En aquellos primeros días, Juan sentía esa mezcla de entusiasmo contenido y osadía, que había sentido durante sus años como seminarista, sabiendo que el mismo Padre Eterno lo había convocado en persona, sin intermediarios. Recorría los pasillos y galerías del seminario haciendo ondear los pliegues de su sotana, de manera tal, que estos parecían prolongarse en estelas sobre el aire que brillaba a la luz del sol, traspasando los ventanales en forma de rayos, como en una nimia evocación de las tantas manifestaciones de Jehová en el antiguo testamento.
Bajaba y subía escaleras sin ningún apuro. Se detenía en todos los detalles y se daba al lujo de abandonarse a la contemplación. Nada agitaba su alma. La Iglesia, ahora su madre y esposa, lo sostenía en el camino correcto y él sólo tenía que servirle con toda devoción. Este era el ánimo que llevó a Juan a esmerarse tanto en su tarea de coordinador del servicio sacerdotal de urgencia.
La oficina estaba ubicada en un codo de la construcción que daba a la esquina, donde habían tapiado las ventanas con material, por el peligro que representaban los frecuentes accidentes automovilísticos por el cruce de la avenida y una calle muy transitada. Sin ventanas, aquél esquinado espacio, alto como una capilla, presentaba un color celeste pastel en las paredes que contrastaba con el blanco del techo. El escritorio de madera oscura, maciza, gravitaba en el centro de la habitación, como un navío a la deriva. El antiguo teléfono negro en el centro del mueble, apenas era acompañado por una pila irregular de papeles y una enorme carpeta forrada con papel araña azul. La etiqueta decía:
S.S.U.

Diócesis

Santa Catalina.

Al lado de cada apellido ordenado alfabéticamente, había una detallada información del moribundo y su estado de salud desde la última visita. En algunos casos, se podían encontrar breves transcripciones de partes médicos juntos con la fecha y hora, en rojo.
Después de haber organizado las distintas delegaciones para asumir el funcionamiento para todo el año, no le restaba más que esperar.
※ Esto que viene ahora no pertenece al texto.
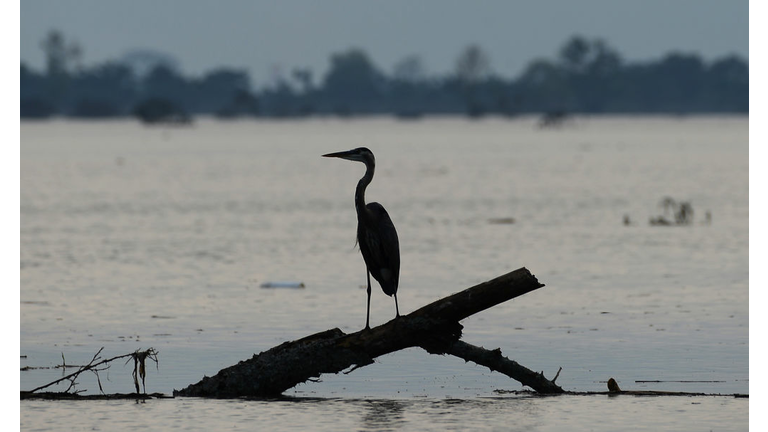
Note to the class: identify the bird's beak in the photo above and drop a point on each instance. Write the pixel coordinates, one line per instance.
(344, 155)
Solo, en silencio, en aquella opresiva oficina, leyendo y releyendo con avidez las sagradas escrituras.
Después de días, justo en el momento en que su mente corría ciega hacia la peligrosa pregunta, ¿Qué estoy esperando? Por primera vez, la todavía desconocida campanilla del teléfono, sonó.
_Servicio sacerdotal de urgencia ¿Quién habla?
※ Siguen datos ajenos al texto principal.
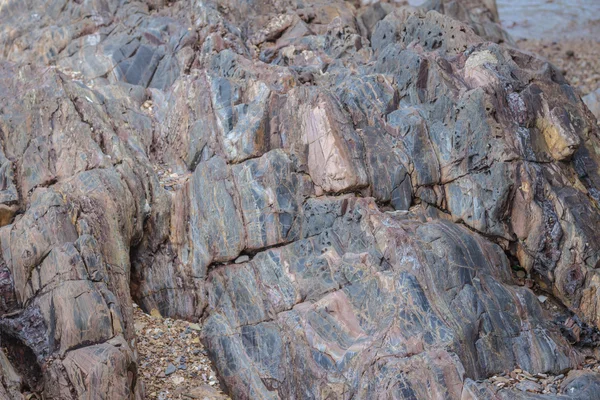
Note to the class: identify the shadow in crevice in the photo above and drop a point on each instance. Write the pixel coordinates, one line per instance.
(23, 361)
_ Hola Padre, Lidia Fernández_ Dijo la trémula voz de una anciana del otro lado de la línea.
_Buenas noches, señora _ Dijo Juan.
_ Padre, mi marido se puso muy mal y desde hace una hora se agravó y tengo miedo que no pueda recibir el sacramento_ Y mientras la anciana decía estas palabras, Juan ya había encontrado en la carpeta azul, la dirección de donde lo estaban solicitando.
_Ya estoy saliendo para allá. Adiós.
_Gracias, pero... _ Sin dejarle terminar la frase, Juan ya había colgado. No era mala educación, pero el sacramento era lo más importante.
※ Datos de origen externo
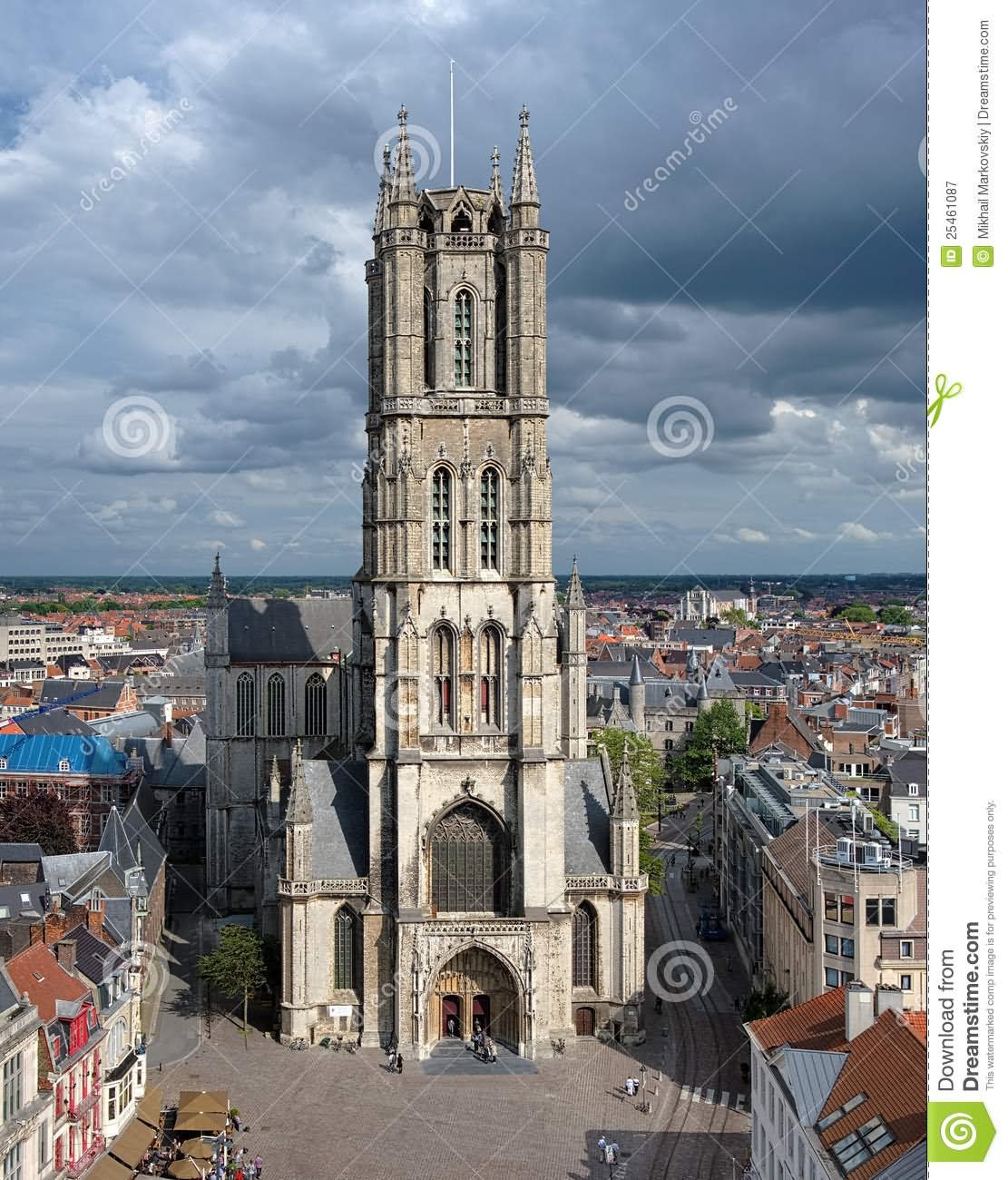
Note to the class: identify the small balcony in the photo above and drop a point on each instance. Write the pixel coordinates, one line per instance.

Cuando llegó a la antigua casa con galería lateral, la anciana lo estaba esperando en la entrada.
_Pase Padre, por acá.
Adentro, Juan pudo sentir el ambiente lúgubre, un tanto espeso, que antecede a la muerte. Desde la habitación en penumbras, el estertor entrecortado por tremendos ataques de tos, le dieron la pauta de la situación del moribundo.
Apenas se recortó contra la luz que entraba por la puerta la importante silueta del Padre Juan, el viejo se irguió como pudo y comenzó a insultarlo presa de una ira descomunal. Juan, enseguida pensó en la posibilidad de una posesión demoníaca; algo que solía ocurrirles a algunas personas próximas a la muerte, cuando el demonio cree que puede llevarse un alma porque le pertenece. Pero, por supuesto, Juan había sido preparado para una situación como esa y aunque fuera la primera vez que veía un fenómeno de estas características, se sentía confiado y seguro de sí mismo.
El viejo no parecía insultar a Juan como persona, sino a lo que él representaba en aquel momento allí. La anciana tomó por el brazo a Juan y lo sacó de la habitación. Compungida le dijo que lamentaba mucho lo que estaba sucediendo, pero que ella sentía la necesidad de que su marido reciba el último sacramento a pesar de su negativa.
_Con el padre Darío ya nos había sucedido antes, pero él tenía la esperanza que en el último momento su corazón se ablandara y sintiera deseos de descansar en la gloria del Señor. Lo que pasa es que está grave hace ya varios años y cada vez que llamo al servicio es la misma historia, se pone como loco y hasta pareciera que se niega a entregar su alma y descansar en paz.
Juan no sabía qué pensar al respecto. Vagamente había entendido que la anciana deseaba que su marido se convirtiera en la hora final, pero también había notado notó en ella cierta urgencia para que el viejo dejara de aferrarse a la vida.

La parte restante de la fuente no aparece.